The science isn't as settled as they want you to believe it is:
These actions and rhetoric are predicated on the perception that climate change is an imminent threat to humanity, a perception that may be based on what one expert, Professor Roger Pielke, Jr. of the University of Colorado Department of Environmental Studies, calls the “the unstoppable momentum of outdated science.”
In an article published November 30, 2020 in the Honest Broker Newsletter Pielke writes, “Much of climate research is focused on implausible scenarios of the future, but implementing a course correction will be difficult.”
“Ultimately, the issues associated with the misuse of scenarios in climate research and assessment are a matter of scientific integrity,” he concludes.
Pielke cannot be called a climate change denier. Indeed, he has long been an advocate for action, but he is also a vigorous advocate for accurate, dispassionate and politically neutral science as an essential predicate to discussions of climate change policy.
“Responding to climate change is critically important,” writes Pielke. “So too is upholding the integrity of the science which helps to inform those responses"...
Pielke published a graph showing how carbon dioxide emissions scenarios for the future, including the one “most commonly cited” by climate researchers, Representative Concentration Pathway 8.5 (RCP8.5), diverge significantly from actual emissions to date (dark purple curve).
“The misuse of scenarios in climate research and assessment documented in this paper includes the inappropriate identification of an extreme, implausible scenario [RCP8.5] as a reference or ‘business as usual’ baseline and the improper comparison of scenarios generated from different integrated assessment models.”
Pielke writes, ”Evidence is now undeniable that the basis for a significant amount of research has become untethered from the real world.”
He says his literature review shows “almost 17,000 peer-reviewed articles that use the now-outdated highest assessments of the IPCC and the U.S. National Climate Assessment.”
His drive for accurate, truthful science has not come without criticism or derision. Climate alarmists routinely disparage both Pielke and his father, Robert Pielke Sr., a climate scientist who is likewise a critic of shoddy science. The “cancel culture” is particularly strong when it comes to adhering to climate change orthodoxy.
Shocking, I know.
2 comments:
Natural variability is not climate change.
I always love the local news stories about what is going to happen to an area when sea levels rise--Manhattan will be under water!.

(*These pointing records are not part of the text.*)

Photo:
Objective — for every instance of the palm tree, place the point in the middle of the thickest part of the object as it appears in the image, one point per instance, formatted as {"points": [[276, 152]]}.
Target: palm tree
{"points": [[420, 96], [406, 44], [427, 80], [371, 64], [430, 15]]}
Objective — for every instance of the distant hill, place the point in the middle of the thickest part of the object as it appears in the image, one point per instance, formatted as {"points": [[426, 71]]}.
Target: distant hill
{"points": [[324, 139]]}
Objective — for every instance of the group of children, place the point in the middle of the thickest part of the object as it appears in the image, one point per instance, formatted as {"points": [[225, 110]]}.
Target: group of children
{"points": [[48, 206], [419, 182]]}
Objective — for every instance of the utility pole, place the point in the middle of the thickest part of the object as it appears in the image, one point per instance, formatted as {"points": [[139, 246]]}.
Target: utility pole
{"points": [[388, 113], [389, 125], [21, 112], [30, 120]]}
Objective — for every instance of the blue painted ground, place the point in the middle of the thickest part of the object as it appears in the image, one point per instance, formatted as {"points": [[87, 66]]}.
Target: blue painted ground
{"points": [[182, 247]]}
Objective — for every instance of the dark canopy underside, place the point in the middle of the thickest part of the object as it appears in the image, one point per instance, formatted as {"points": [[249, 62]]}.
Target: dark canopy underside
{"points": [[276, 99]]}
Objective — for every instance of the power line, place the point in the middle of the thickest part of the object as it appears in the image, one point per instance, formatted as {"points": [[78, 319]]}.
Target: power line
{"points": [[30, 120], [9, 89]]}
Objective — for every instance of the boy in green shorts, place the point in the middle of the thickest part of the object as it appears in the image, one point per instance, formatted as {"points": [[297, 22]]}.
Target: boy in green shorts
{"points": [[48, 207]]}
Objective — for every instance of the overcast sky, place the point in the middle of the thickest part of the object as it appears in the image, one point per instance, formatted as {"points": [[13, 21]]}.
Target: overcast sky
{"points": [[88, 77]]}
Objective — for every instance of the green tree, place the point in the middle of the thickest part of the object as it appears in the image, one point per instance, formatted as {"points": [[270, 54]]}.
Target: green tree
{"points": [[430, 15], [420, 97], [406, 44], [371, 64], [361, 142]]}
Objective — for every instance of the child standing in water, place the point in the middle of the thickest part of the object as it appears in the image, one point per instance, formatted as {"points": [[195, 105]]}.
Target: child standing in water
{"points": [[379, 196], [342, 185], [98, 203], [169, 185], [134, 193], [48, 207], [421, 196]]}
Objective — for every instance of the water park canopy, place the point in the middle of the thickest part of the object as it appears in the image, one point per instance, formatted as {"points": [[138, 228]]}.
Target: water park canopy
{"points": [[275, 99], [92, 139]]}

I love it, because to this day I have never seen such an article include the NOAA tide gauge chart for the area.
When I come across such an article, I often pull up the nearest tide gauge and laugh. Pretty much every long-term gauge in the world shows a perfectly linear trend going on a century, with absolutely no acceleration due to post-WWII industrialization.
The exceptions tend to be places with large land subsidence, not sea level rise, i.e. cities built on landfill or on a sand bar. And one island in the South Pacific which suffered an earthquake and saw the land suddenly drop away.
They couldn't post such a graph, because it would make a mockery of the doom-mongering.